Lorsque j’étais étudiant-athlète à l’université, on m’a mis en garde contre le fait de rester trop longtemps sans nourriture de peur que mon corps entre en « mode famine”. Des rumeurs disaient que même passer une journée sans beaucoup de nourriture inciterait mon corps à commencer à tirer de ses réserves musculaires ou, pire encore, à stocker toute mon énergie sous forme de graisse lorsque j’ai recommencé à manger. Quoi qu’il en soit, ne pas manger pendant plus de quelques heures réduirait sûrement mes performances athlétiques. Sugary Powerade était toujours disponible et encouragée avant les entraînements, et nous nous sommes précipités pour ”carburer » après les entraînements.
La recherche scientifique commence à révéler à quel point cette pensée était erronée. (Au fait, nous savons maintenant que c’est tout ce sucre qui favorise le dépôt de graisse.) Aujourd’hui, les athlètes travaillent à jeun et échangent des sucres contre des cétones – des produits chimiques produits par le foie à partir d’acides gras pendant les périodes de faible consommation alimentaire. Les personnes en bonne santé réduisent leur risque de maladie cardiaque et leur niveau d’inflammation en mangeant tous les deux jours. Comment?!
« Des études précliniques ont montré qu’elles réduisaient le stress oxydatif et le taux métabolique, activaient l’autophagie et augmentaient la durée de vie et la santé de divers organismes modèles. » – Stekovic et coll., 2019
Le jeûne alterné est une forme de jeûne intermittent qui consiste à manger moins de 500 calories tous les deux jours, ou plus strictement à jeûner pendant 36 heures suivies de 12 heures de manger normalement tous les deux jours. Un petit nombre d’essais cliniques ont maintenant montré que cette forme de jeûne intermittent était sûre et favorisait la perte de poids et la santé métabolique, mais chez la plupart des personnes en surpoids. Maintenant, un nouvel essai clinique suggère que de nombreux adultes en bonne santé pourraient probablement bénéficier d’un jeûne alterné.

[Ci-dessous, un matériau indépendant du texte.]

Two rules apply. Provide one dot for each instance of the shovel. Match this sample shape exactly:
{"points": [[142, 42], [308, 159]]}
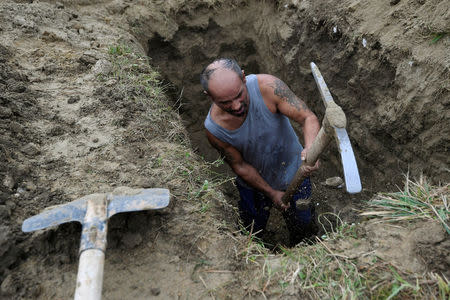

Une nouvelle étude publiée dans Cell Metabolism suggère que pour les adultes en bonne santé et non obèses, non seulement manger tous les deux jours est sûr de pratiquer pendant au moins plusieurs mois, mais il a également une perte de poids, une santé générale et des avantages anti-âge potentiels. Par exemple, le jeûne alterné semble augmenter les niveaux d’acides gras sains (comme ceux que l’on trouve dans l’huile d’olive!) et des antioxydants comme la vitamine E dans le corps. Il semble également relancer le recyclage des vieilles protéines et abaisser les taux sanguins de morceaux de protéines « pro-vieillissement” tels que la méthionine, un acide aminé présent dans la viande et les produits laitiers qui, lorsqu’il est restreint à l’alimentation, est associé à la longévité chez les animaux.
La nouvelle étude, menée par des chercheurs de l’Institut national du vieillissement et de l’Université de médecine de Graz en Autriche, rapporte des changements dans les marqueurs de la santé générale et du vieillissement chez les personnes qui ont pratiqué le jeûne alterné pendant 4 semaines (dans le cadre d’un essai clinique contrôlé randomisé) ou pendant plus de 6 mois.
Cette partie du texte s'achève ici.